The discovery recently that the 46-month-old child had actually carried the virus at undetectable levels for almost two years before it rebounded suddenly came as a blow to health officials and HIV experts.

“It felt very much like a punch to the gut,” said Dr. Hannah Gay, a pediatric HIV specialist at the University of Mississippi Medical Center in Jackson who had treated the girl.

“It was extremely disappointing, both from the scientific standpoint that we had been very hopeful that this would lead to bigger and better things, but mainly for the sake of the child who now is back on medicine and expected to stay on medicine for a very long time,” Gay told reporters during a news conference.

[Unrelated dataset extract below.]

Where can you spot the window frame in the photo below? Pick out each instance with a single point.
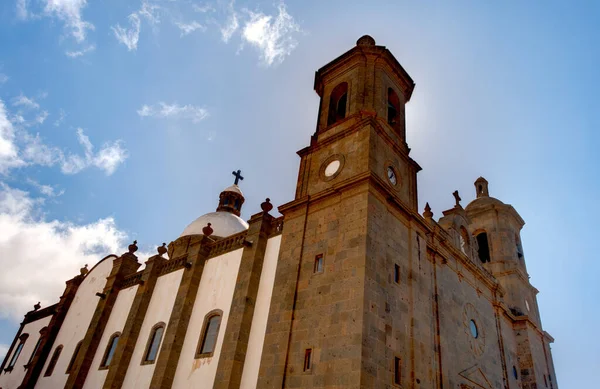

The case of the Mississippi Baby had made international headlines.

Born prematurely to a mother infected with HIV, the infant was given a cocktail of three antiretroviral drugs 30 hours after birth. The baby remained on antiretroviral drugs for 18 months, after which the baby’s mother stopped taking her to see doctors and stopped administering the drugs.

Five months after that, doctors re-examined the child and found that even though antiretroviral treatment had been discontinued, her blood showed no detectable levels of HIV and no HIV-specific antibodies. Details of her case were published in October in the New England Journal of Medicine.

The child remained free of drugs and of detectable HIV for two years.

However, during a routine screening this month, doctors detected the virus in her blood, as well as a drop in her immune cells. After sequencing the virus, doctors determined it was identical to the one that had infected her mother – a finding that confirmed that the baby indeed had HIV at birth.

“There was some doubt as to whether the baby was infected,” said Dr. Anthony Fauci, director of the National Institute of Allergy and Infectious Diseases, in Bethesda, Maryland. “The baby clearly was infected.”

The case, the only one of its kind documented, has raised many questions about scientists’ understanding of the virus and may raise potential ethical issues regarding an upcoming clinical trial. The study is intended to determine whether children born to HIV-infected mothers can safely discontinue drug treatment if they show no signs of infection.

“There can still be persistent virus that can linger in a quiescent state that can come back at any time,” said Dr. Deborah Persaud, a professor of infectious diseases at Johns Hopkins Children’s Center in Baltimore.

“But the duration that this child has been off treatment really needs to be remembered here – 27 months of retroviral treatment,” said Persaud, who also worked on the girl’s case. “So there’s really still hope that a very early treatment strategy for perinatal infection can achieve longer remission in other perinatal infected infants.”

The girl was immediately given antiretroviral drugs after the virus was detected, dropping levels of the virus in her blood and increasing immune cell counts. “The child is having excellent response to the therapy that was started,” Gay said.